From: "Darrick J. Wong" <djwong@kernel.org>
To: Christoph Hellwig <hch@lst.de>
Cc: Carlos Maiolino <cem@kernel.org>,
Dave Chinner <dchinner@redhat.com>,
linux-xfs@vger.kernel.org
Subject: Re: [PATCH 2/3] xfs: use a lockref for the buffer reference count
Date: Mon, 19 Jan 2026 18:53:55 -0800 [thread overview]
Message-ID: <20260120025355.GI15551@frogsfrogsfrogs> (raw)
In-Reply-To: <20260119153156.4088290-3-hch@lst.de>
On Mon, Jan 19, 2026 at 04:31:36PM +0100, Christoph Hellwig wrote:
> The lockref structure allows incrementing/decrementing counters like
> an atomic_t for the fast path, while still allowing complex slow path
> operations as if the counter was protected by a lock.
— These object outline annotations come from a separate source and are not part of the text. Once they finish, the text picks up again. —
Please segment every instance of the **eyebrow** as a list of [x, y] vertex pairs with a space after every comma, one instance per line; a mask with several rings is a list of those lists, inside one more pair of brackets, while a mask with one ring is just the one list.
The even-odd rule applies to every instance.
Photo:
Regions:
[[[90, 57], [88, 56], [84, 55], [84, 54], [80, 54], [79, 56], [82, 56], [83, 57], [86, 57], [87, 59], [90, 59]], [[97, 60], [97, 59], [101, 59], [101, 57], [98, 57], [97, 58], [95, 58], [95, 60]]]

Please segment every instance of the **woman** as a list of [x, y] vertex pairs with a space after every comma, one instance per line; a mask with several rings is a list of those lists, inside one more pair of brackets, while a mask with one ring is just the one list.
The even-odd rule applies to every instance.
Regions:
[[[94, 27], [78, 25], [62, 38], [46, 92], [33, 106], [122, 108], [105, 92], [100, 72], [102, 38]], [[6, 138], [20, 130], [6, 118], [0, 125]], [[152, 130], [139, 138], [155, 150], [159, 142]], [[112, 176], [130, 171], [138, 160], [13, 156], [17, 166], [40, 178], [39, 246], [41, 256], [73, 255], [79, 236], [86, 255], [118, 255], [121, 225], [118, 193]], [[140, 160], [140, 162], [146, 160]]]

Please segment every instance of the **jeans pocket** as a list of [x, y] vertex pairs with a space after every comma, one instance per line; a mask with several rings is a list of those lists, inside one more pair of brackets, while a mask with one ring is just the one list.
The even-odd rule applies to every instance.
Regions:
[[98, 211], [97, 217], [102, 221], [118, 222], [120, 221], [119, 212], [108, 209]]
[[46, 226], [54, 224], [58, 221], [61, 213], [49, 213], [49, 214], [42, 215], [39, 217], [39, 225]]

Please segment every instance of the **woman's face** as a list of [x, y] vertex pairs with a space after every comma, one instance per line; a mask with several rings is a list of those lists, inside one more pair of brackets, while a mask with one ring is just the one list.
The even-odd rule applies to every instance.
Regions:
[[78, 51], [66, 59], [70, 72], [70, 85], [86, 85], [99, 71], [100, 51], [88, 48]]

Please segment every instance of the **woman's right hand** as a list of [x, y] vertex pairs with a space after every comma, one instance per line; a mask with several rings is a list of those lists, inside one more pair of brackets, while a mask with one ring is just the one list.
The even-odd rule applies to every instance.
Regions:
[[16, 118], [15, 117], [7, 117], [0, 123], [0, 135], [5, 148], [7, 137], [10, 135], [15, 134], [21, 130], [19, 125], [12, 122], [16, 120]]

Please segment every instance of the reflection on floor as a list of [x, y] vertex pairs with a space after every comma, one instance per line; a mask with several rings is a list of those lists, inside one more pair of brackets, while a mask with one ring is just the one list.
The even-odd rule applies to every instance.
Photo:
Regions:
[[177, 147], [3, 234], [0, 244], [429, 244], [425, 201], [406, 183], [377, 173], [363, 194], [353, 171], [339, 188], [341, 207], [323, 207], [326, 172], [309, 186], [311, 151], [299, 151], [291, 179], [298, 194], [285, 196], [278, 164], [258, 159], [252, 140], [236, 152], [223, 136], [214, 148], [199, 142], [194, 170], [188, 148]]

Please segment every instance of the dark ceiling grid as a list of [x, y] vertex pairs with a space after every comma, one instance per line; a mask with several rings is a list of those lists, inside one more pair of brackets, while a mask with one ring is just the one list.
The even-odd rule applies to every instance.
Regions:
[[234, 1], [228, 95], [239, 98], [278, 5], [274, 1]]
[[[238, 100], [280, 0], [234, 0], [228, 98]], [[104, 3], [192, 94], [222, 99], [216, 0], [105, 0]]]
The only slow
> path operations that actually need to take the lock are the final
> put, LRU evictions and marking a buffer stale.
>
> Signed-off-by: Christoph Hellwig <hch@lst.de>
This looks like a pretty straightforward conversion so
Reviewed-by: "Darrick J. Wong" <djwong@kernel.org>
--D
> ---
> fs/xfs/xfs_buf.c | 79 ++++++++++++++++++----------------------------
> fs/xfs/xfs_buf.h | 4 +--
> fs/xfs/xfs_trace.h | 10 +++---
> 3 files changed, 38 insertions(+), 55 deletions(-)
>
> diff --git a/fs/xfs/xfs_buf.c b/fs/xfs/xfs_buf.c
> index aacdf080e400..348c91335163 100644
> --- a/fs/xfs/xfs_buf.c
> +++ b/fs/xfs/xfs_buf.c
> @@ -31,20 +31,20 @@ struct kmem_cache *xfs_buf_cache;
> *
> * xfs_buf_stale:
> * b_sema (caller holds)
> - * b_lock
> + * b_lockref.lock
> * lru_lock
> *
> * xfs_buf_rele:
> - * b_lock
> + * b_lockref.lock
> * lru_lock
> *
> * xfs_buftarg_drain_rele
> * lru_lock
> - * b_lock (trylock due to inversion)
> + * b_lockref.lock (trylock due to inversion)
> *
> * xfs_buftarg_isolate
> * lru_lock
> - * b_lock (trylock due to inversion)
> + * b_lockref.lock (trylock due to inversion)
> */
>
> static void xfs_buf_submit(struct xfs_buf *bp);
> @@ -78,11 +78,11 @@ xfs_buf_stale(
> */
> bp->b_flags &= ~_XBF_DELWRI_Q;
>
> - spin_lock(&bp->b_lock);
> + spin_lock(&bp->b_lockref.lock);
> atomic_set(&bp->b_lru_ref, 0);
> - if (bp->b_hold >= 0)
> + if (!__lockref_is_dead(&bp->b_lockref))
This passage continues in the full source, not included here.